Случается, что те, кто пустились в путь первыми, обнаруживают, что пшеница еще не дозрела, и тогда им приходится следовать дальше, в глубь Кастилии, в поисках других полей, расположенных южнее, а потому уже готовых к жатве. Только это может заставить их пройти дальше, чем они предполагали, поскольку обычно те, кто вышли первыми, останавливаются ближе всех к Галисии, а если уж идут дальше, то в самую последнюю очередь. Кто уходит первым, тот и работает ближе, и возвращается скорее. Но подчас, вопреки ожиданиям, получается наоборот. Это зависит от года, от количества дождей, от солнца и заморозков, а также от прочих непредсказуемых погодных явлений, которые в конечном итоге выносят свой приговор, всё определяют и устанавливают. Ну а есть и такие, кто уходит подальше от родных мест, движимый стремлением познакомиться с чужими обычаями и узреть иные горизонты. Вот среди них-то и оказались эти три негодяя. Разве такое могло прийти мне в голову?
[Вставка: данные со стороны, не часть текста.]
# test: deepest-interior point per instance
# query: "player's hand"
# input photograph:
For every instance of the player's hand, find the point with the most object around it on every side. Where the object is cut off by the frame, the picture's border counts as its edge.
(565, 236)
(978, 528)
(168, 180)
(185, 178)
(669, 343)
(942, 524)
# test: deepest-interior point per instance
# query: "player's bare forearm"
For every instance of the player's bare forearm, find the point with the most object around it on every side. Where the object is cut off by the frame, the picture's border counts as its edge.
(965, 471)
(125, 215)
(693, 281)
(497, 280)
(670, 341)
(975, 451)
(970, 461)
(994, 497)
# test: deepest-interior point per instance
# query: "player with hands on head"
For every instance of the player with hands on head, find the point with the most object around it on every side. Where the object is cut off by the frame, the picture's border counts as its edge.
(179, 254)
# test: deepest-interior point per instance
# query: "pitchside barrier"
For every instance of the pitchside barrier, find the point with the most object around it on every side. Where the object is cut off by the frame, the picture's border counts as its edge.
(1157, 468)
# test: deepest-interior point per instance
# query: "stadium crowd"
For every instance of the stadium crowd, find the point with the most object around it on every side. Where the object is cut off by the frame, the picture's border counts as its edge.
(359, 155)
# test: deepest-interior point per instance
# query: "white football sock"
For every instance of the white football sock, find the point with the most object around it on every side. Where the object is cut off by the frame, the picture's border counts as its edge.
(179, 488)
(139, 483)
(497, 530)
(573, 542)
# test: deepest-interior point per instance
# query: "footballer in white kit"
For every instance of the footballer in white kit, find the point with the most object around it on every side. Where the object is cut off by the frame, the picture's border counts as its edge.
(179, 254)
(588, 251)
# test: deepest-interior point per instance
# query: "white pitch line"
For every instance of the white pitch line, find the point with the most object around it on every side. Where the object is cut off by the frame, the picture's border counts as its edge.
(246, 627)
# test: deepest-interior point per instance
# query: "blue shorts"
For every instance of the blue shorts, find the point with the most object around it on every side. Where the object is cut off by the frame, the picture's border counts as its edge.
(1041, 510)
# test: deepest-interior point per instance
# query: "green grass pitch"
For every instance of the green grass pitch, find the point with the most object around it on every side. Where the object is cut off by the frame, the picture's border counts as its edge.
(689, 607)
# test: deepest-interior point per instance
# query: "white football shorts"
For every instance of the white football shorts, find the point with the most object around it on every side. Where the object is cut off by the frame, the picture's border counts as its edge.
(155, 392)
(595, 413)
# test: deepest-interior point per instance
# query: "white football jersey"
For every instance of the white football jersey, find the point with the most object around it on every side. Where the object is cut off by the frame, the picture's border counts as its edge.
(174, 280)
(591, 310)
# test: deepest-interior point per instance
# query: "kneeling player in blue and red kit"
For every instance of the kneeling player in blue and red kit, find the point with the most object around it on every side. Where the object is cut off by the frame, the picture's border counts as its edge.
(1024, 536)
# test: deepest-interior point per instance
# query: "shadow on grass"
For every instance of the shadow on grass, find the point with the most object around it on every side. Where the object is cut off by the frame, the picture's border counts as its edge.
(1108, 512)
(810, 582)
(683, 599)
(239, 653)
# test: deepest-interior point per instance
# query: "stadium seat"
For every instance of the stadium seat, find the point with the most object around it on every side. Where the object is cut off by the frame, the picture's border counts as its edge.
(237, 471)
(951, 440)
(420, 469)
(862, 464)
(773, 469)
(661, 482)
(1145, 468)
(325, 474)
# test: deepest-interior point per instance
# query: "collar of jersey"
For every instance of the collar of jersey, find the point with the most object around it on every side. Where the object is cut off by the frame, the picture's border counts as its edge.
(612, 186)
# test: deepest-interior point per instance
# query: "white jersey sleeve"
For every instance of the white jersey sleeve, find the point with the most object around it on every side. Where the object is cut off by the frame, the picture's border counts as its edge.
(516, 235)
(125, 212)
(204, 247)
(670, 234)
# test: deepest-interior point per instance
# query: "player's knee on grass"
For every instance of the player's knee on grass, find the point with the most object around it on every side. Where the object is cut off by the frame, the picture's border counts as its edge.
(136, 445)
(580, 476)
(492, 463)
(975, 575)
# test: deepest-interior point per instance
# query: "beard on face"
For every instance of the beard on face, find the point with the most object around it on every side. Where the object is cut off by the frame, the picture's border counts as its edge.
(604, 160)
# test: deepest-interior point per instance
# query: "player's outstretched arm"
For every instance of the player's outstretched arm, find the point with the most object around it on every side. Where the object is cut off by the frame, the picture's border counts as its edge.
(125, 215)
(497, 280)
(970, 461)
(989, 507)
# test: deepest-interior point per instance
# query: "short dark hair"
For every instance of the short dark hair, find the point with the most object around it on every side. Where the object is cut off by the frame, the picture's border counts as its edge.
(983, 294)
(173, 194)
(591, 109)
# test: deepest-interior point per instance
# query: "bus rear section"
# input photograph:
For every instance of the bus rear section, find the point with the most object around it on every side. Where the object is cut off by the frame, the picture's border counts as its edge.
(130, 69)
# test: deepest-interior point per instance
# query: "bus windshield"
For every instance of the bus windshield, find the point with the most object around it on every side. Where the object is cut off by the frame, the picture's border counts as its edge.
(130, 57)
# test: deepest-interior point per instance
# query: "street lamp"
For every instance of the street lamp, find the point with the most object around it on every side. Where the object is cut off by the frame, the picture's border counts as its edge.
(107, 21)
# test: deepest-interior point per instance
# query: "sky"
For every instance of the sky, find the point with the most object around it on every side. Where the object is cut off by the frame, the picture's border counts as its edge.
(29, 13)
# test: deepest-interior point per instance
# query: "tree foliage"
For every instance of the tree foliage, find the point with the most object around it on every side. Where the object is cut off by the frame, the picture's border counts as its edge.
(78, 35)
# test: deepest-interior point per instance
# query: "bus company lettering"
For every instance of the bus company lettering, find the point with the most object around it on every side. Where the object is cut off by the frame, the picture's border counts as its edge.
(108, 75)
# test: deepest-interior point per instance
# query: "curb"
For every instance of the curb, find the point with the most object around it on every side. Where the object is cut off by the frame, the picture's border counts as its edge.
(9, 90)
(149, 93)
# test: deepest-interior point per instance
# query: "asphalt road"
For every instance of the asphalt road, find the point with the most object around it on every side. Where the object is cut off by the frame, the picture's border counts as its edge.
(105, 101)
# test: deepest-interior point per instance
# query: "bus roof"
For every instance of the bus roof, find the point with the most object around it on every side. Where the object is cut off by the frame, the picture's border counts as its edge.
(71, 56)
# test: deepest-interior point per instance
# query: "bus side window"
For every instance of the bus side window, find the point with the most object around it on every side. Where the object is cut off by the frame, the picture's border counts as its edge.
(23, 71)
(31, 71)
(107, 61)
Когда я слышал, как мои земляки поют свои песни, бредя по кастильским землям в поисках поденной, плохо оплачиваемой работы, понимая, что их презирают и с ними обходятся как с рабами, то это лишь укрепляло меня в стремлении как можно скорее избежать подобной доли и искать пути скорейшего обретения богатства, которое позволило бы мне изменить свое положение и судьбу. Поэтому сначала, несколько лет подряд, я шел с теми своими земляками, что отправлялись на жатву в кастильские земли в первые месяцы лета, но в тот 1852 год ноги занесли меня гораздо дальше, чем когда-либо, и я и не подозревал, что туда же занесет и некоторых моих земляков.
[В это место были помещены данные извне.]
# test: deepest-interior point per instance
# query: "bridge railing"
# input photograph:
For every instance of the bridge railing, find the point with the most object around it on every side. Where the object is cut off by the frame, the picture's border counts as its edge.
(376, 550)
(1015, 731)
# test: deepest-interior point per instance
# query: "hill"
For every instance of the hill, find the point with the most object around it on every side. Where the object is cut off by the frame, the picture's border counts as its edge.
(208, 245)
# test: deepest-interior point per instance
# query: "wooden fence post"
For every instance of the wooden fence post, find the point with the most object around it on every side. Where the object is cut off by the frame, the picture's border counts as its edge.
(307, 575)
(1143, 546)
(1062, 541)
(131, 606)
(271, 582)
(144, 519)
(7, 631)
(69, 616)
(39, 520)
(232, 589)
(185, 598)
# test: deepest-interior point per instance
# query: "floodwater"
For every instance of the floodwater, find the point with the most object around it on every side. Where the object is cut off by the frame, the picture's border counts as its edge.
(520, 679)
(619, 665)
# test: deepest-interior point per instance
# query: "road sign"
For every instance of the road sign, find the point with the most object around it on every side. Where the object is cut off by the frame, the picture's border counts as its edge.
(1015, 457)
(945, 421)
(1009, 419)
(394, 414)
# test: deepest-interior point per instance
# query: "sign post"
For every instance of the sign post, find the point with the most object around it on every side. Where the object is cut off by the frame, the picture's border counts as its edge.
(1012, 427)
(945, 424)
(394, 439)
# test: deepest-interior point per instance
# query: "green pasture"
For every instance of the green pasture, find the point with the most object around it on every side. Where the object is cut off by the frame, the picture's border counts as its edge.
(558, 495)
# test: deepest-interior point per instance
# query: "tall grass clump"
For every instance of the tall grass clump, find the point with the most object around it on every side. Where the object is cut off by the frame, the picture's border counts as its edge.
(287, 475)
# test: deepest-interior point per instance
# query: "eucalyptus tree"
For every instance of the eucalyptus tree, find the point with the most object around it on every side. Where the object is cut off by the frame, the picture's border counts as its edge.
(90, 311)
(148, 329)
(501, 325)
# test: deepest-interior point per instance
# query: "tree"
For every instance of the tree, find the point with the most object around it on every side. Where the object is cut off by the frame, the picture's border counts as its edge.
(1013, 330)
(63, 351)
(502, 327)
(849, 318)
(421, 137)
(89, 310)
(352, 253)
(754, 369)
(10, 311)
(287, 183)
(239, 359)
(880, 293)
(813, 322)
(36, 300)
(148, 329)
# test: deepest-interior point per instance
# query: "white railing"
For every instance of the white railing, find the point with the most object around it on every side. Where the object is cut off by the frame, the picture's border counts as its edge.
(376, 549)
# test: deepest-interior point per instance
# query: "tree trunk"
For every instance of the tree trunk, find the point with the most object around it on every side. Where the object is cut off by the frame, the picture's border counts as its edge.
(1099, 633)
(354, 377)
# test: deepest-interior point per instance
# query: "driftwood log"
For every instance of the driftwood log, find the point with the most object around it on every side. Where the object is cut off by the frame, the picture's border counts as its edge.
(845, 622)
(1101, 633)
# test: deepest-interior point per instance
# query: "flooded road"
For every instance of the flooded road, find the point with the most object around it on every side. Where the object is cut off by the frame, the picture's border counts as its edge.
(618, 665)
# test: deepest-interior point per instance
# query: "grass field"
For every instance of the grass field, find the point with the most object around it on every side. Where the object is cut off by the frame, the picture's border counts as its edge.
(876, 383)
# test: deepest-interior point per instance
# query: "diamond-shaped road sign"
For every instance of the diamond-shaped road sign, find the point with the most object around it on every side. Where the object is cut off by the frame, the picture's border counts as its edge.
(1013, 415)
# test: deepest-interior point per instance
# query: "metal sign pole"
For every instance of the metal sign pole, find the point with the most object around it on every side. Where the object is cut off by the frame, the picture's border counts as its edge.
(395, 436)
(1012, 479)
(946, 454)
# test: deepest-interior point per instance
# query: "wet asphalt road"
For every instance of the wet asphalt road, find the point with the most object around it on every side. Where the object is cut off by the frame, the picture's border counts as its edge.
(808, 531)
В 1852 году по меньшей мере трое из них дошли до Толедо, куда еще ранее бежал от всех своих неприятностей я. Бежали ли и они от чего-то? Так или иначе, они меня узнали и донесли. Недолго думая, они обвинили меня в убийстве нескольких женщин. И случилось это как раз тогда, когда я, движимый страхом, счел наиболее благоразумным бежать из родных мест и полагал, что нахожусь вне опасности. Дело в том, что тревожные слухи, вызванные моими действиями, быстро распространялись и мне уже чудились косые взгляды жнецов, которые они бросали на меня исподлобья, обсуждая между собой нечто, о чем я мог только догадываться. Поэтому я счел своевременным уйти как можно дальше и оказался немного южнее Мадрида.
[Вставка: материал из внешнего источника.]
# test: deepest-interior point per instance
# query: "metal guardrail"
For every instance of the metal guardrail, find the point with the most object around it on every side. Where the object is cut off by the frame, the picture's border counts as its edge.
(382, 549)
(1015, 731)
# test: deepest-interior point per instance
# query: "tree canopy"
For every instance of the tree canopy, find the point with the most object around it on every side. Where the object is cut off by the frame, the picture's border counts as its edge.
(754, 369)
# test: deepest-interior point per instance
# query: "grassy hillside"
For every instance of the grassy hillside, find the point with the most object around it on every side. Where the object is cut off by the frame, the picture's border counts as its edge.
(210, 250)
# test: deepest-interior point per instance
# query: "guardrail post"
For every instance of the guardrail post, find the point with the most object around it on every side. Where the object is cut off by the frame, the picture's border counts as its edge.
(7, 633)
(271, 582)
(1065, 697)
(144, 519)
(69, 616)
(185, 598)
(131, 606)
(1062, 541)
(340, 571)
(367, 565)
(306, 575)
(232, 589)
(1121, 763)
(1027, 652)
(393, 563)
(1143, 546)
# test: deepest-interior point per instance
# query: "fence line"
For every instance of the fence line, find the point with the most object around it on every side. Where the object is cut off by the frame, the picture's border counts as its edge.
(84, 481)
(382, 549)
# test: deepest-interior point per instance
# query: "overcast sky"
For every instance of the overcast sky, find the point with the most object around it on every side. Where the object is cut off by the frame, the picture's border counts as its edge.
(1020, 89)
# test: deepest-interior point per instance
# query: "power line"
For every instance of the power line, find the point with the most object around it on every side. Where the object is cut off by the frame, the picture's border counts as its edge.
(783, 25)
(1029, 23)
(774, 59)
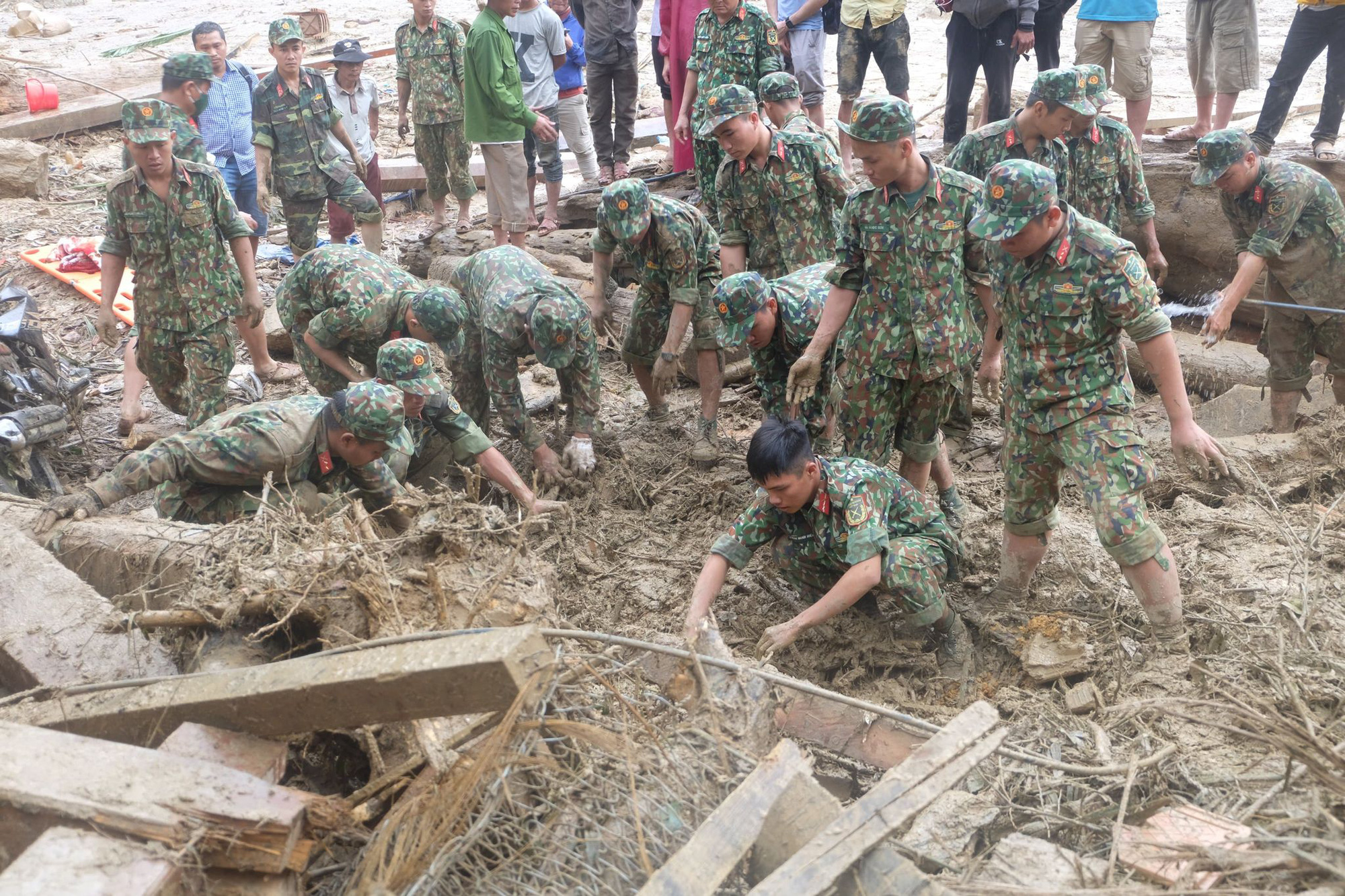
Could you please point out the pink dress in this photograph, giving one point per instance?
(679, 22)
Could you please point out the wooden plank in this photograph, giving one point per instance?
(72, 861)
(471, 671)
(726, 837)
(231, 818)
(903, 791)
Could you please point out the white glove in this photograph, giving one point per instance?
(579, 456)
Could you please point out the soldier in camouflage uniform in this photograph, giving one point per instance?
(516, 307)
(779, 192)
(313, 448)
(430, 76)
(1106, 170)
(735, 44)
(778, 318)
(839, 528)
(675, 252)
(173, 220)
(342, 302)
(1289, 224)
(1067, 288)
(782, 100)
(905, 267)
(293, 116)
(436, 424)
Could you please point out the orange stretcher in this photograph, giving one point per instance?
(88, 284)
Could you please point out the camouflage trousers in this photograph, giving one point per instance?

Я оставил позади не только родную землю, но и имя, ибо счел необходимым скрыть свое истинное и взять себе другое — Антонио Гомес; я заработал его, скрываясь в течение полугода под видом слуги в деревеньке неподалеку от Монтедеррамо. У меня уже давно появилось ощущение опасности, и я чувствовал себя загнанным в угол. И вовсе не потому, что во мне поселилось не свойственное мне чувство вины, которое грызло мою совесть, совсем нет; просто я стал улавливать что-то такое в воздухе, ощущать нечто противное моим желаниям: может быть, всего лишь дуновение, легкий ветерок перешептывания. И вот, прослужив полгода слугой, я получил паспорт на вымышленное имя Антонио Гомеса, господина «Никто». Мне это удалось очень легко: я выдал себя за уроженца деревеньки, расположенной по соседству с моей родной, возле Эсгоса, что позволило мне рассказывать о ней уверенно и свободно, со знанием дела упоминая людей и дома, дороги и горы, горные источники и ручьи так, что ни у кого это не вызывало сомнения. Я также прибавил себе один год по сравнению с тем, сколько мне тогда было, объявив себя бездетным сорокатрехлетним вдовцом, что придало мне определенную респектабельность, а по профессии сапожным мастером, для чего, собственно, я и перебрался в Кастилию, а посему не проживаю в родной деревне. Паспорт мне выдал алькальд Вианы-до-Боло. Будь проклят тот час, когда меня дернуло показать этот документ алькальду Номбелы: ведь я совсем забыл, что в той же сумке у меня лежит крестовая булла, выданная на мое собственное имя.